Sujet de discussion : "Que sont mes amis devenus" - Rutebeuf, 13e s.
sergeclimax69007
Membre suprême
14 juin 2014 à 20:12
Comment se fait-il que, parmi les nombreux poètes du Moyen-Âge, ne soient parvenus, comme un legs vivant jusqu'à nous, que les Тгоubadours et Rutebeuf (1230- c.1285) - si nous plaçons François Villon à la charnière du médiéval et de la Renaissance ?

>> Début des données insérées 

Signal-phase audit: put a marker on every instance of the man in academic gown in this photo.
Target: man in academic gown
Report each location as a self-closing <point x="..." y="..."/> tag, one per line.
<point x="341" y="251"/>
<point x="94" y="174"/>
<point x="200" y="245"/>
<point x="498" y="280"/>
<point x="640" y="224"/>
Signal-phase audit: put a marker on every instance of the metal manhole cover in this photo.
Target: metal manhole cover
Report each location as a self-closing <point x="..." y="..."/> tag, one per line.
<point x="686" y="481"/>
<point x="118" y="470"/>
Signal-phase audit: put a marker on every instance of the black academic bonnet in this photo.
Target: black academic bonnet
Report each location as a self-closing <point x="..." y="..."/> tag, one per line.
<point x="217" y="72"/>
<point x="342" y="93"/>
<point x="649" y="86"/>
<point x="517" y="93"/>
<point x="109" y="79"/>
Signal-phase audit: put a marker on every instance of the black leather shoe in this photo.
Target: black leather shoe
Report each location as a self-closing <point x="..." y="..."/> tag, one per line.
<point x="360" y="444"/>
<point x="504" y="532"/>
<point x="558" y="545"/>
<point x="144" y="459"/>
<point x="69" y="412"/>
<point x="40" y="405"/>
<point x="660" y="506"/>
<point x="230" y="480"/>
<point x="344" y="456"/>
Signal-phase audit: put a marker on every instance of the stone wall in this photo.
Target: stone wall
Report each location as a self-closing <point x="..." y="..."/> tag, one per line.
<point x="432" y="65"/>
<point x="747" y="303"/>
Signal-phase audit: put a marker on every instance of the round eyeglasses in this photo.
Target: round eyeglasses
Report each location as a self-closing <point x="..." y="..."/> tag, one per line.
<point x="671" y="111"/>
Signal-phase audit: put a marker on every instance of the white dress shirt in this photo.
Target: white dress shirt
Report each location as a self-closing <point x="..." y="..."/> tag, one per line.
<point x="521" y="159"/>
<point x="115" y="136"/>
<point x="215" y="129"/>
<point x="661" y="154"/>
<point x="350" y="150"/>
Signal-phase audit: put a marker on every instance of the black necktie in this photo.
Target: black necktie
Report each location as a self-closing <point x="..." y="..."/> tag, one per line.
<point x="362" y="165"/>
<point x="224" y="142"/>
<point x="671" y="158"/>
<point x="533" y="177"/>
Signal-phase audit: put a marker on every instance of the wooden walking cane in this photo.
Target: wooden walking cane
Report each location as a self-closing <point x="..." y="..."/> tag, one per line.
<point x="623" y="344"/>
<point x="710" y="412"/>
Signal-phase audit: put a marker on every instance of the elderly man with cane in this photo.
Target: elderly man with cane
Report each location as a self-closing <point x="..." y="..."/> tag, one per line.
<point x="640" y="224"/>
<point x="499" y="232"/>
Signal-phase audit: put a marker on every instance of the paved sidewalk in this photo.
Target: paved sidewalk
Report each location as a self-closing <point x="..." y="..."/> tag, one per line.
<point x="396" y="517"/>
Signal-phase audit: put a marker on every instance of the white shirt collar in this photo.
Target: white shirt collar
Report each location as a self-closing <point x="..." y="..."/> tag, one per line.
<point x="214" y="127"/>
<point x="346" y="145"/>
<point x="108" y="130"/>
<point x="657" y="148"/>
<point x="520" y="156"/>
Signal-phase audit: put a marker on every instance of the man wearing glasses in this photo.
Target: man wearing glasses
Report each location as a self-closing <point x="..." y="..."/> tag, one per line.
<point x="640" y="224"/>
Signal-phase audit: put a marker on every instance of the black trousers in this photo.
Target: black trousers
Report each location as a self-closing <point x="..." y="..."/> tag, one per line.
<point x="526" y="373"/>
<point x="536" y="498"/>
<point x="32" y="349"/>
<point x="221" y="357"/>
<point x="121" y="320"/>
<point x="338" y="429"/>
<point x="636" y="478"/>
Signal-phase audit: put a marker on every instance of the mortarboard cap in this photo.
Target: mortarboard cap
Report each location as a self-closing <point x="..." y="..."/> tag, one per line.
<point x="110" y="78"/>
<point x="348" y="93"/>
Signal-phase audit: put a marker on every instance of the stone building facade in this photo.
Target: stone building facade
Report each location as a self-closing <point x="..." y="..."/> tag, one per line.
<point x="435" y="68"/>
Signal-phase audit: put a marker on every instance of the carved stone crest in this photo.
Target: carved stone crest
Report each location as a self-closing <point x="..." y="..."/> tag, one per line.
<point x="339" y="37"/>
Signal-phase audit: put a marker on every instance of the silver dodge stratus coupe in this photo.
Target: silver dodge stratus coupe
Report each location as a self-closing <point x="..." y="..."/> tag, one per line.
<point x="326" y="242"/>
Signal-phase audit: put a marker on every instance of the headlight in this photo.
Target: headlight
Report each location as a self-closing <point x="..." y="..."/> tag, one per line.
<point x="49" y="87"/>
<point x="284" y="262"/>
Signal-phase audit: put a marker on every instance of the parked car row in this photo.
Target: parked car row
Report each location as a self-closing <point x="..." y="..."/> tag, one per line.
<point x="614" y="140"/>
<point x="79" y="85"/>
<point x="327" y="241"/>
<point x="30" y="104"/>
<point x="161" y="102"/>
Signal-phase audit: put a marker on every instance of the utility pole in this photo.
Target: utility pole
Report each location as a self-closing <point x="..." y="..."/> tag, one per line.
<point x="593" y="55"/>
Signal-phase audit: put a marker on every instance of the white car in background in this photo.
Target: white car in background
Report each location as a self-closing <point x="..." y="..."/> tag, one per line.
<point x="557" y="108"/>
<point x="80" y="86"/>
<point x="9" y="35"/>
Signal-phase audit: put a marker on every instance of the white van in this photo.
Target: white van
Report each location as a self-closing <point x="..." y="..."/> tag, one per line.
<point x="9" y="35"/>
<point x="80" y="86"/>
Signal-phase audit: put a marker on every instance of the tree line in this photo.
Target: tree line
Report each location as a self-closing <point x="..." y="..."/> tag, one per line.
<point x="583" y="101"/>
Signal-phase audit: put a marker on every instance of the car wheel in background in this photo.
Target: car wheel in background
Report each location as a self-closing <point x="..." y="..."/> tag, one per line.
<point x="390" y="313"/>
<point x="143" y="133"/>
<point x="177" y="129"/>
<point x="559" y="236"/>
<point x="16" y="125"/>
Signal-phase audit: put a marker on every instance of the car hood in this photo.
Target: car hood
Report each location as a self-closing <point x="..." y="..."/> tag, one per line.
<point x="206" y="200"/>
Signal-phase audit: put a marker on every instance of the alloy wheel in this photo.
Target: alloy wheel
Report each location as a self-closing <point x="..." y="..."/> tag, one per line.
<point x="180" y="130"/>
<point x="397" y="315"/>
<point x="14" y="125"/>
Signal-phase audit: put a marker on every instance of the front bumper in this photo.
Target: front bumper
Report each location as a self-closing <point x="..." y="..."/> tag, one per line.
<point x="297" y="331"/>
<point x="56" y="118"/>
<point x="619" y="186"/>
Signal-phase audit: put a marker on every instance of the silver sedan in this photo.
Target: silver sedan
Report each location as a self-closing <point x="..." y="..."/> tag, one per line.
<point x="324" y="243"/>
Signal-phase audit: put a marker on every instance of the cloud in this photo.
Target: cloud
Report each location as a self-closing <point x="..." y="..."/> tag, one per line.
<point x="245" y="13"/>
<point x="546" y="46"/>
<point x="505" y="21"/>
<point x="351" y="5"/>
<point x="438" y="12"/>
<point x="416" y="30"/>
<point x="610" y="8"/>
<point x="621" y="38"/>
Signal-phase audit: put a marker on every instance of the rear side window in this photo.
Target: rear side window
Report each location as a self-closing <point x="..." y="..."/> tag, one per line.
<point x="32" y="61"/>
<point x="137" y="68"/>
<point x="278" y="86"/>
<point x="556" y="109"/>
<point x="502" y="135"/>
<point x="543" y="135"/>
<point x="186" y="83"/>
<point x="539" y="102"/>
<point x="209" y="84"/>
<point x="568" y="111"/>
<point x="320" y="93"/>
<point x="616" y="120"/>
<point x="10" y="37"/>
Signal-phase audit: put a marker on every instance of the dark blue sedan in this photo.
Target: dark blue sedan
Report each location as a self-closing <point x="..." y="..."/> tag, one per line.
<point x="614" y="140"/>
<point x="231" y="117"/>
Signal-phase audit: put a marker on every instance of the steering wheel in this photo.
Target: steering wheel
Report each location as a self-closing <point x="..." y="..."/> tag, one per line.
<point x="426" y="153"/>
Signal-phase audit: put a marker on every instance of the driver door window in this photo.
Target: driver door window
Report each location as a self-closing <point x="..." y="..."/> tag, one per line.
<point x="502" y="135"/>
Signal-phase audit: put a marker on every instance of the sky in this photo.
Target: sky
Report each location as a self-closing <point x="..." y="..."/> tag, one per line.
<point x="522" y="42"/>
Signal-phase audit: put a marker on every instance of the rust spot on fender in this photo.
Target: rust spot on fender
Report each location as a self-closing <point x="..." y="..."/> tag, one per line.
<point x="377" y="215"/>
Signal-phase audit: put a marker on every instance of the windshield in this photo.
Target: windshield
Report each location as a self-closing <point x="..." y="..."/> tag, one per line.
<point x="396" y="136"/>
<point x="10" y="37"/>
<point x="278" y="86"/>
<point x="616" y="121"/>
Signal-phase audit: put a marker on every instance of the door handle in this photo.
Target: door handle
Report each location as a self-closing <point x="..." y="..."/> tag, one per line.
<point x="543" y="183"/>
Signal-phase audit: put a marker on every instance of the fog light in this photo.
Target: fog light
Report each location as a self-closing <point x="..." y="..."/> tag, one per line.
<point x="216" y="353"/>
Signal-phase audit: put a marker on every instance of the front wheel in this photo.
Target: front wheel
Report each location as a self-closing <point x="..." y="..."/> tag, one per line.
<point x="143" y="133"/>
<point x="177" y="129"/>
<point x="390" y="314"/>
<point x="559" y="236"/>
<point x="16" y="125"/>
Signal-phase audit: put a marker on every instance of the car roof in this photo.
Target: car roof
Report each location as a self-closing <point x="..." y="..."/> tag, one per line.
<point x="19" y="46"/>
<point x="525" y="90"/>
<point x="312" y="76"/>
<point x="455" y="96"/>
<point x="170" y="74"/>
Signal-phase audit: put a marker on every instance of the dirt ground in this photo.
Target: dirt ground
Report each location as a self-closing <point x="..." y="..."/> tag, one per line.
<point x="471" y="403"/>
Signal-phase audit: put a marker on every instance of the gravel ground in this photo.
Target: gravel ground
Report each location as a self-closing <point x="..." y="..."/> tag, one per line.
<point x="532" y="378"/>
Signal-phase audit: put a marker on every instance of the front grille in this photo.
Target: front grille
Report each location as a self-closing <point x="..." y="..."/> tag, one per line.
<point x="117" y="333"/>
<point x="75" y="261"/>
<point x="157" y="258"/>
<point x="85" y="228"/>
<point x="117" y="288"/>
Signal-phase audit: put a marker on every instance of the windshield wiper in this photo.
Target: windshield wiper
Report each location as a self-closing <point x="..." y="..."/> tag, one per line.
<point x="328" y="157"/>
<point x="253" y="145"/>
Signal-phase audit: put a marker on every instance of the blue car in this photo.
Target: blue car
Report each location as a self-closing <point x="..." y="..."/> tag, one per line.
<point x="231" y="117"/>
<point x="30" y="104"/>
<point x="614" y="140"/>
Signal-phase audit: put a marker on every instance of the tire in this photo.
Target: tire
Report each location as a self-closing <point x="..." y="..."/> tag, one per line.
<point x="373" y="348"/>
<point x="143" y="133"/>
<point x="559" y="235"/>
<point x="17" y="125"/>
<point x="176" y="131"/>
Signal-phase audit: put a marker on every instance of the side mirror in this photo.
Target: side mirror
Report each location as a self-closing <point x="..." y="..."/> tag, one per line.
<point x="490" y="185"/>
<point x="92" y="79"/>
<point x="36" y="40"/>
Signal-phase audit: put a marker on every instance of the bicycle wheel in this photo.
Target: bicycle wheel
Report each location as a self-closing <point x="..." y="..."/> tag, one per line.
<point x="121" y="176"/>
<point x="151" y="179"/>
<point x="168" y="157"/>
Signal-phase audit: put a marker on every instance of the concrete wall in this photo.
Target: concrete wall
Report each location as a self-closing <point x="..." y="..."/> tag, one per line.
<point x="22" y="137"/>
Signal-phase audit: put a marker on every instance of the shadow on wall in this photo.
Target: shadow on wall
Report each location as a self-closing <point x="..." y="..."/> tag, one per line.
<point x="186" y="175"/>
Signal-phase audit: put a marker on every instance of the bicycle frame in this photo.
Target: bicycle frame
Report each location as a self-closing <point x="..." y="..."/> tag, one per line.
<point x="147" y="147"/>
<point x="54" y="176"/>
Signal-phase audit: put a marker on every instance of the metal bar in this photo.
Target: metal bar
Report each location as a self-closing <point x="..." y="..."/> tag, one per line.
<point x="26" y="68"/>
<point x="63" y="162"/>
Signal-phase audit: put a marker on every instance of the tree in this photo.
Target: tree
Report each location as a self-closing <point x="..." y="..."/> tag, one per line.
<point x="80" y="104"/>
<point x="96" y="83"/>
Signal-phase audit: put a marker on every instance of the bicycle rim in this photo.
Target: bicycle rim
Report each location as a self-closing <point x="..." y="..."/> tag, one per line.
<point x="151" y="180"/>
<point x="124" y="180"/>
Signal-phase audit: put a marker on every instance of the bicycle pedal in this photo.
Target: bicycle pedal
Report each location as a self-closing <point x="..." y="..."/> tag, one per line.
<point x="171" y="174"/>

Les Тгоubadours, de langue occitane (la koiné "limousine" mélangeant en une langue artificielle tous les dialectes occitans pour un usage littéraire), auront été, malgré l'armature et les lois formelles et éthiques contraignant le Grand Chant Amoureux, les seuls à exprimer des sentiments raffinés, ayant trait à la vie intérieure, et aux élans sentimentaux. Ceci pour un public aristocratique.
Entre les chants de croisade, les invectives et prises de parti contre les ordres mendiants, entre les genres bien identifiés du Moyen-Âge (poèmes didactiques, mystères, ...), pour un public bourgeois (les citadins des villes bénéficiant d'une franchise seigneuriale), Rutebeuf aura chanté les circonstances de la vie ordinaire, introduisant ainsi le ton de la confidence et le thème de la vie malheureuse, non pas à cause des rebuffades de l'Aimée (ça, c'est la part des Тгоubadours), mais à cause du "guignon", de la malchance.
Pour ce lyrisme exceptionnellement personnel, Rutebeuf est toujours vivant sept siècles après et chanté. Quoi de plus moderne que de prendre à témoin les lecteurs ou les auditeurs à propos de ses misères, tout en les moquant sur un ton sarcastique ou en les déplorant mélancoliquement ?
Et c'est pourquoi Léo Ferré aura mis en musique Rutebeuf :
Et l’interprétation, tellement émouvante, de la polyglotte et internationaliste Joan Baez :
draconis
Légende urbaine
16 juin 2014 à 17:41
L'amour courtois, tout un programme .
Guillaume de Machaut.
sergeclimax69007
Membre suprême
17 juin 2014 à 00:28
Oui, Guillaume de Machaut s'est, lui-même, mis en musique.
En fait, Ikki, je constatais, simplement, que les Тгоubadours sont toujours chantés par les chanteurs d'expressions occitane ; que, par exemple, c'est sous leurs auspices que se sera fondé après la seconde guerre mondiale, et après "La Leçon de Ribérac" de Louis Aragon, l'Institut d’Études Occitanes (un organisme essentiel pour la langue occitane, pour la publication d’œuvres écrites en occitan et, si possible, la revivification de l'occitan).
Et puis que, à l'autre extrémité du spectre du sentiment amoureux, pour ses accents très personnels, Rutebeuf est le seul poète du Moyen-Âge encore bien lisible (bon là j'exagère, il y a aussi Marie de France, les romans de Chrétien de Troyes, Tristan et Iseult, ...), en tout cas le seul du Moyen-Âge à avoir été mis en musique par ce grand divulgateur de la poésie française qu'était Léo Ferré.
Ce qui m'intéressait, c'était la persistance de Rutebeuf !!!